成語については、「擬声語と成語 その1」「擬声語と成語 その2」で書いてきたんだけど――
成語の使いこなすということについて、どうも台湾人と日本人の間にはとらえ方に差があるように思う。
台湾人の中では、成語を使いこなせれば教養が高いというふうに思われるけど、
それは言葉がきれいに表現できるという、プラスの意味での称賛であって、
日本人でよくありがちな、ことわざ、慣用句、四字熟語、故事成語を使いこなせる人を、おやじくさいとか軽べつしたり、わかりにくい言葉をたくさん使う嫌みなやつというふうにマイナスにとらえたりする感覚はないようなんだよ。
台湾における成語についての知識の蓄積はもう既に小学校時代から始まっているわけで、決して大人にならないとできないという言い方ではないよ。
前回の「擬声語と成語 その2」で紹介したような表現も、小学校高学年になればできるような表現らしい。
ただ、このような美しい含蓄のある言葉の並びばかりを暗記してしまうと、これを翻訳しようというときに困ってしまうことがある。
例えば、英作文をしようとしても、既存の成語の知識を用いた美しい訳語が見つからないことで困ってしまう。ないので、英作文も苦手になってしまう。
というわけで、英語のことわざをせっせと覚えることを推奨する人たちもいる。
日本語を学習するときも同様のことが言えるわけで、台湾人の使うこれら成語を丁寧に対訳してあるような日本の辞書があれば、ぜひとも買いたいと思う台湾人は多分いるんじゃないかとも思うのだ。
ただ、日本語の場合は、ことわざ、慣用句、故事成語などを駆使して話すのは敬遠されるわけだから、
台湾人が日本語を勉強するときは、熟語はほどほどに、むしろ、成語のかわりの擬声語、擬態語があれば、それをせっせと覚えていくのが正解かもね。
初めまして,日本語を勉強してる台湾人です。
「日本語の場合は、ことわざ、慣用句、故事成語などを駆使して話すのは敬遠される」で,初めて知りました…本当にびっくりした。
大変助かれました,ありがとうございます。
和語と漢語では、漢語の方が冷たく響くのです
(ヨリコさんへ)
こんにちはszyuです。コメントありがとうございます。
参考になったみたいでよかったです。
教養めいた言葉を多用しすぎると、お説教されているような、偉そうな感覚をもたれるみたいです。
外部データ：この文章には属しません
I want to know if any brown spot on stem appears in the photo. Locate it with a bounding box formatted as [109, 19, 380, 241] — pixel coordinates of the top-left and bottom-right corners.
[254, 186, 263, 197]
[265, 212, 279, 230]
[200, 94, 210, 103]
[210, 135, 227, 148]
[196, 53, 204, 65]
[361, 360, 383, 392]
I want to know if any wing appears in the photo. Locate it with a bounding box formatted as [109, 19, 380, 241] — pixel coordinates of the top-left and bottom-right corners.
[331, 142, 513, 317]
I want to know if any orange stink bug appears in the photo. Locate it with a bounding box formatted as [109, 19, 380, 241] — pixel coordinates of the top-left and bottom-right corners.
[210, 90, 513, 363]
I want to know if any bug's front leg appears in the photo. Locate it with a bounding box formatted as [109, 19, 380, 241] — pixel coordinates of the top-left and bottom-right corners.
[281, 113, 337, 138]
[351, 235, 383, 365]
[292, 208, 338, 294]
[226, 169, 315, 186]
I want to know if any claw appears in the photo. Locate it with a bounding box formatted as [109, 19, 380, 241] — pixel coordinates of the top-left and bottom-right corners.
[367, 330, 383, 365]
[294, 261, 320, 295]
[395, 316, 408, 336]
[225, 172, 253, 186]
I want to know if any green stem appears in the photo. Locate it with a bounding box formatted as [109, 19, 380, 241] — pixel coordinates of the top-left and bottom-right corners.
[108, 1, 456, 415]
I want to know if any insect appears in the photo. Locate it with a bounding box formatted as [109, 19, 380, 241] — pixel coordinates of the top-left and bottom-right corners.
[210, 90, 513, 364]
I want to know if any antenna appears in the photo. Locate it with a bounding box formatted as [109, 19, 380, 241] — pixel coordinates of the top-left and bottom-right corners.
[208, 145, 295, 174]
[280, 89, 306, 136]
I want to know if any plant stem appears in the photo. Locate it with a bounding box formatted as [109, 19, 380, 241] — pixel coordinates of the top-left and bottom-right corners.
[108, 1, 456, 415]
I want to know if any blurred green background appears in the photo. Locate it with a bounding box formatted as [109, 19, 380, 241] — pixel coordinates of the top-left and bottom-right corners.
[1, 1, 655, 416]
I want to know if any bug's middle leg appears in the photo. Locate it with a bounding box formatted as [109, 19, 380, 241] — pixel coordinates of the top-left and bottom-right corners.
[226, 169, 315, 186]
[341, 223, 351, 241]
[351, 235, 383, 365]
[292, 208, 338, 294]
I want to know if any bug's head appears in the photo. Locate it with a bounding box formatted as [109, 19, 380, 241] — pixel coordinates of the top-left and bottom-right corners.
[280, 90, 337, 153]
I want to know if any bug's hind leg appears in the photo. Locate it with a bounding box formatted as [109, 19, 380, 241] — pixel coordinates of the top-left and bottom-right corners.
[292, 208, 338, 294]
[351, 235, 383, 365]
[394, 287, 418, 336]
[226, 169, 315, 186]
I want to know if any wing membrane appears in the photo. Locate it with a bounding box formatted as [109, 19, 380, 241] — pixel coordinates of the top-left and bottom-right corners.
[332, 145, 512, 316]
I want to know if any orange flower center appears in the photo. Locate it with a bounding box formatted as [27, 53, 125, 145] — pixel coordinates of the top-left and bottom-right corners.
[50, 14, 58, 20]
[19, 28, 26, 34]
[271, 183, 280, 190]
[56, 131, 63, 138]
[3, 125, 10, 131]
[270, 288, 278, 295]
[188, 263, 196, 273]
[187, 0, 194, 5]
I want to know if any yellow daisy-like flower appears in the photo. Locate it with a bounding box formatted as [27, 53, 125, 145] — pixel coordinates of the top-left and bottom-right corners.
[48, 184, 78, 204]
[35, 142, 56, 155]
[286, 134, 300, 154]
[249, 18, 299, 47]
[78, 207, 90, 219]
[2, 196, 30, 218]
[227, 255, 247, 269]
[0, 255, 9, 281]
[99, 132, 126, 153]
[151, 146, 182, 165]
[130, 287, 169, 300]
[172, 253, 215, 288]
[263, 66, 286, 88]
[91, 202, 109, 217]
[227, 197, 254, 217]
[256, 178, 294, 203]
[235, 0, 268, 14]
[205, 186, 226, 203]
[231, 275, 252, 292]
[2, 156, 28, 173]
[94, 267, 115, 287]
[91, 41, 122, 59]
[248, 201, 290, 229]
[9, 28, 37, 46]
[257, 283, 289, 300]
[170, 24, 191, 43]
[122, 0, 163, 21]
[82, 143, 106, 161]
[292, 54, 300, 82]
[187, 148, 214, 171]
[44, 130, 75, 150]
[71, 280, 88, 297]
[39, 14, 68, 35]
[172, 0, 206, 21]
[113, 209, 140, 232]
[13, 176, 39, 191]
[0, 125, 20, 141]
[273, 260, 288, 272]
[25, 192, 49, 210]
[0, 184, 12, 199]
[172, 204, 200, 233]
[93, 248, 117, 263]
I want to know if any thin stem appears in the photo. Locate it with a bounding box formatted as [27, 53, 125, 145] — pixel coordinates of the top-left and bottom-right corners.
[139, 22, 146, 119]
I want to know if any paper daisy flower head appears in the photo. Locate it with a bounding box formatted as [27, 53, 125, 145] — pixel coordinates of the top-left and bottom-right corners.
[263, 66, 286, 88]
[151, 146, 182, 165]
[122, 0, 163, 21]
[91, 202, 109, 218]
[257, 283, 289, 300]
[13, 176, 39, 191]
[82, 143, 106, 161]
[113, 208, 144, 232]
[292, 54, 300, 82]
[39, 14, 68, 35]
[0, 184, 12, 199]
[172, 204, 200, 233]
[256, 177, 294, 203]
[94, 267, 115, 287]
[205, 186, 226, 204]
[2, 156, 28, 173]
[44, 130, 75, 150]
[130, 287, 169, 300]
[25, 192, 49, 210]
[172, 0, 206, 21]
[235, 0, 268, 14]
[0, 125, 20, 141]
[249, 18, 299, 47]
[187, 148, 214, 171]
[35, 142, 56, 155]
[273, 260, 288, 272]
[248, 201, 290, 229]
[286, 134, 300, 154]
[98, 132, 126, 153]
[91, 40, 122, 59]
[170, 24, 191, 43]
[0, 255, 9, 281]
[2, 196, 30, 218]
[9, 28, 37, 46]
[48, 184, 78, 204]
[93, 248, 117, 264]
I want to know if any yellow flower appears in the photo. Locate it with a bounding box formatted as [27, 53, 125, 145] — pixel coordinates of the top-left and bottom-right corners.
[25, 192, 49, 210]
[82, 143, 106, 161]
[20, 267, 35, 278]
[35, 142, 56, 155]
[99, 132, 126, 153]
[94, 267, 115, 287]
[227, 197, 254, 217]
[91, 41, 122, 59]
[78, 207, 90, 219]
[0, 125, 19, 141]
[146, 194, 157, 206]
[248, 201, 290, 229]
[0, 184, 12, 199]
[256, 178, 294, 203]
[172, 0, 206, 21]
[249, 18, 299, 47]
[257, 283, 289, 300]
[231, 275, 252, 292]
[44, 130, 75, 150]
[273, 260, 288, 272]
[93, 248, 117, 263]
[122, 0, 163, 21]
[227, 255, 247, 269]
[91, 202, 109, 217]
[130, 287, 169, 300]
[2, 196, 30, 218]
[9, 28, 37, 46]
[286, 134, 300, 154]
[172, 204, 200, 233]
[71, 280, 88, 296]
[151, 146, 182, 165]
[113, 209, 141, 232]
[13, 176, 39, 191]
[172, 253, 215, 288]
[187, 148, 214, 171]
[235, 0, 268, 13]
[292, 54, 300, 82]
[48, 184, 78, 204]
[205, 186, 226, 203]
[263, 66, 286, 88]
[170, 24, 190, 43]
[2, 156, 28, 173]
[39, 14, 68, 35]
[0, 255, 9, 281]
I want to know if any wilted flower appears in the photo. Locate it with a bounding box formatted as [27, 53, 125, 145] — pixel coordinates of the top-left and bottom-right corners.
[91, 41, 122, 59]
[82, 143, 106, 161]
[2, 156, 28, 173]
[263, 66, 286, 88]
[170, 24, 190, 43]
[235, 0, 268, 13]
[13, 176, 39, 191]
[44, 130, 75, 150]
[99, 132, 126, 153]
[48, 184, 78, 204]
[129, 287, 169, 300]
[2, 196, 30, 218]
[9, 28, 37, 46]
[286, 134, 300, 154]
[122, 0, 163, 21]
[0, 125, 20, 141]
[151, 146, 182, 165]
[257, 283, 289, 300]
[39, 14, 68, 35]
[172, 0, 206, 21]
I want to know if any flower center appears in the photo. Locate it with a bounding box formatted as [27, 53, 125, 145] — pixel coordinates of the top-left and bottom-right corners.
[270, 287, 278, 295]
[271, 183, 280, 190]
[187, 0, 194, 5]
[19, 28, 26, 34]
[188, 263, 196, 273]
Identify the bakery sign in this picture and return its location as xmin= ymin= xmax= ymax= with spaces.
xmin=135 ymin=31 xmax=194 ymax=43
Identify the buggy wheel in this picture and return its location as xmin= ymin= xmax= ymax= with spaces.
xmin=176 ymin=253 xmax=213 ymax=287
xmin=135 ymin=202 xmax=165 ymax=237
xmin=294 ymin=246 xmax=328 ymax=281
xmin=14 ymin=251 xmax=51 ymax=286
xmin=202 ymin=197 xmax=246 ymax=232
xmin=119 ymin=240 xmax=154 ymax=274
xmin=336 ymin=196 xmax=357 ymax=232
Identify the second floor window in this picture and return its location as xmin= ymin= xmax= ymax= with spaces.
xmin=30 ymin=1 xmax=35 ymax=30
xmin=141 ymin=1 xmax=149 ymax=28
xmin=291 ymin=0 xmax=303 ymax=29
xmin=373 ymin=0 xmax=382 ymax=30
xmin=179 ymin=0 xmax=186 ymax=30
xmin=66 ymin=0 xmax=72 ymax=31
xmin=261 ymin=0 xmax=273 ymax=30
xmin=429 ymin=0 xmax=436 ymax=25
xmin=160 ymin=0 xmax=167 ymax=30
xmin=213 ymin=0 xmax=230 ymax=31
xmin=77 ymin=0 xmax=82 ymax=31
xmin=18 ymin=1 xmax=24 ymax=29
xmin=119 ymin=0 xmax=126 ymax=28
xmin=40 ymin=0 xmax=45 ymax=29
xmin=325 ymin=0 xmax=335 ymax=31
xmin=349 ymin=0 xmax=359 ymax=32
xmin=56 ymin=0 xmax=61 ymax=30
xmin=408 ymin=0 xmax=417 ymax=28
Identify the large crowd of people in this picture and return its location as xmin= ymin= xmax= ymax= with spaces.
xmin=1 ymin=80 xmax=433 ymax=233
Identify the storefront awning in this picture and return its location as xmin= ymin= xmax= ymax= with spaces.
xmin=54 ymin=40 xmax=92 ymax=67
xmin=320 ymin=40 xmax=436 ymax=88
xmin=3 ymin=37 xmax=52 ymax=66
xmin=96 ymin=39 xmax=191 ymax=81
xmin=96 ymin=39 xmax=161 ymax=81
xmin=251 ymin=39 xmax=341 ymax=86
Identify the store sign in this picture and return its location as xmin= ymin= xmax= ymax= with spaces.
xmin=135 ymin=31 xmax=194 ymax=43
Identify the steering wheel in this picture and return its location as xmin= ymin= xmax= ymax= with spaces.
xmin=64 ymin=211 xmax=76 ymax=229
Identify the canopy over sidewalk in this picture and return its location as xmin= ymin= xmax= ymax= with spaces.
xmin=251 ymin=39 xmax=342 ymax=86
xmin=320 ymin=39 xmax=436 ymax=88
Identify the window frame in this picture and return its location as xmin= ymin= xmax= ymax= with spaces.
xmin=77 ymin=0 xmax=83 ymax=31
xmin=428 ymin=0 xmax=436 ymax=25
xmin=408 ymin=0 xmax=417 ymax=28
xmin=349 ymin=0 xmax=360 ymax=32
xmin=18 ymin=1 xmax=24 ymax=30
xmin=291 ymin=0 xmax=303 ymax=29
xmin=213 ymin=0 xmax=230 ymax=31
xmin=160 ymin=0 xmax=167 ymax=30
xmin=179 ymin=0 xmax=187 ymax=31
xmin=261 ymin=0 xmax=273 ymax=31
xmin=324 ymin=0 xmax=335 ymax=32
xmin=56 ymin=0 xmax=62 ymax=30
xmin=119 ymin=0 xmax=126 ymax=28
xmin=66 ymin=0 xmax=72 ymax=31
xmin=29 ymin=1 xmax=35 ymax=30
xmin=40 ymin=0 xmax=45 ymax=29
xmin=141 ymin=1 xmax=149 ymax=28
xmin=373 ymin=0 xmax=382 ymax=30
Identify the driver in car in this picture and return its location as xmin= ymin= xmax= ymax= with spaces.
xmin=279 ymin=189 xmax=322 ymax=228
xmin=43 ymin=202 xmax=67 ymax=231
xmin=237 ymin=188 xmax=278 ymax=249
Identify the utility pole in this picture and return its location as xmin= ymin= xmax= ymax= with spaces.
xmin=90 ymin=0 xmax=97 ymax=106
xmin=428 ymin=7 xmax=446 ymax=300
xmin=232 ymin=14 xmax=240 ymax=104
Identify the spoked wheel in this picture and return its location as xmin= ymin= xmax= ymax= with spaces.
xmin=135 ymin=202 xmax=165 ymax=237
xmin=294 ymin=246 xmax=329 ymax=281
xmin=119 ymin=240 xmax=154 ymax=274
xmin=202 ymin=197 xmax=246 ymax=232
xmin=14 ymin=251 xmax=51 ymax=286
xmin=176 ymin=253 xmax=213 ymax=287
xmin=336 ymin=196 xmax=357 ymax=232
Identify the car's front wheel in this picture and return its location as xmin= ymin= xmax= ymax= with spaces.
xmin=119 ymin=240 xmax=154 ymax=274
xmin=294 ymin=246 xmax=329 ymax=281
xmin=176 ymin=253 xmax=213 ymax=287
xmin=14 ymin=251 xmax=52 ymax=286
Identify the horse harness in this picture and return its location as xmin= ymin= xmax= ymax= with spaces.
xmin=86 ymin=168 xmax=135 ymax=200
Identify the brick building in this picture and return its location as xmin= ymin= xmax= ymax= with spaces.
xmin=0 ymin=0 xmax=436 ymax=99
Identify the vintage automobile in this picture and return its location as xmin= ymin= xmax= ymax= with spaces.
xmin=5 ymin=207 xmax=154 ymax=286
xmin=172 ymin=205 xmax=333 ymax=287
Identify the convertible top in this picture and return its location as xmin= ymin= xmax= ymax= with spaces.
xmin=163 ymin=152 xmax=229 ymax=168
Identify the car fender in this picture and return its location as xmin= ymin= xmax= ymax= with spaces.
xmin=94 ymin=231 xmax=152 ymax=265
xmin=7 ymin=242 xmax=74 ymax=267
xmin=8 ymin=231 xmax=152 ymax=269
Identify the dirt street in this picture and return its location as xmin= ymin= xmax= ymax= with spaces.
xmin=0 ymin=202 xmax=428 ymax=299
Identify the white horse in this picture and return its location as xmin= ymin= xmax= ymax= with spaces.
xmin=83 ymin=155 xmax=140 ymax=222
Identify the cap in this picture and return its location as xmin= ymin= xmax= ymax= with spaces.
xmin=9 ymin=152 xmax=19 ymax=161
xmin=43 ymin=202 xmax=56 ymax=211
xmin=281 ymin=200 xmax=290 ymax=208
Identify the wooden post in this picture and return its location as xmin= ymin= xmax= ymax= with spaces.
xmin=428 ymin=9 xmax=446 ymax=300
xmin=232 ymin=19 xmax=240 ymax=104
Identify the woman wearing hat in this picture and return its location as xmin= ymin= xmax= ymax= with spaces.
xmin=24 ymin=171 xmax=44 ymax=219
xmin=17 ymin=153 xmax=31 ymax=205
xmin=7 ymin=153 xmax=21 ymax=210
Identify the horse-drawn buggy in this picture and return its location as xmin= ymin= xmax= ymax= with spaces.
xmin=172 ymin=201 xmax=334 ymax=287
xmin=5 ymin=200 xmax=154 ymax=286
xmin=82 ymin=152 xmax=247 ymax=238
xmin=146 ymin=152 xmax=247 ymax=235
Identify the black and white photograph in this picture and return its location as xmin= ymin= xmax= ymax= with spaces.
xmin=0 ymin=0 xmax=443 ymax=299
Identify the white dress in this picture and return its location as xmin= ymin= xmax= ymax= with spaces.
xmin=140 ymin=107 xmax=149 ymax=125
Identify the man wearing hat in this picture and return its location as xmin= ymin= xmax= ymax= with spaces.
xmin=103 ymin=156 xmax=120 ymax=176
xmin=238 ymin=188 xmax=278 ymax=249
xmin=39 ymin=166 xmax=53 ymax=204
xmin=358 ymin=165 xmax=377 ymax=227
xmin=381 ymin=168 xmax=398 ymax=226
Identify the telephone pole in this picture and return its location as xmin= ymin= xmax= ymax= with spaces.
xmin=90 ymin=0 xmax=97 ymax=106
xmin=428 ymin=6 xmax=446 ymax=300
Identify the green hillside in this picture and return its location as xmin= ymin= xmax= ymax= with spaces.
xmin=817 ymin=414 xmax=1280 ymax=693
ただし、慣用句はそこまで気にしなくてもいいかもしれないです。
ちなみに、個人的な経験ですが、私は会話の中に漢語が多過ぎる、四字熟語を使い過ぎることが原因で、親しい人に話す言葉として冷たく感じるから言葉遣いを直した方がいいと指摘されたことがあります。語種によって、そういう感覚があるのかもしれないと思っています。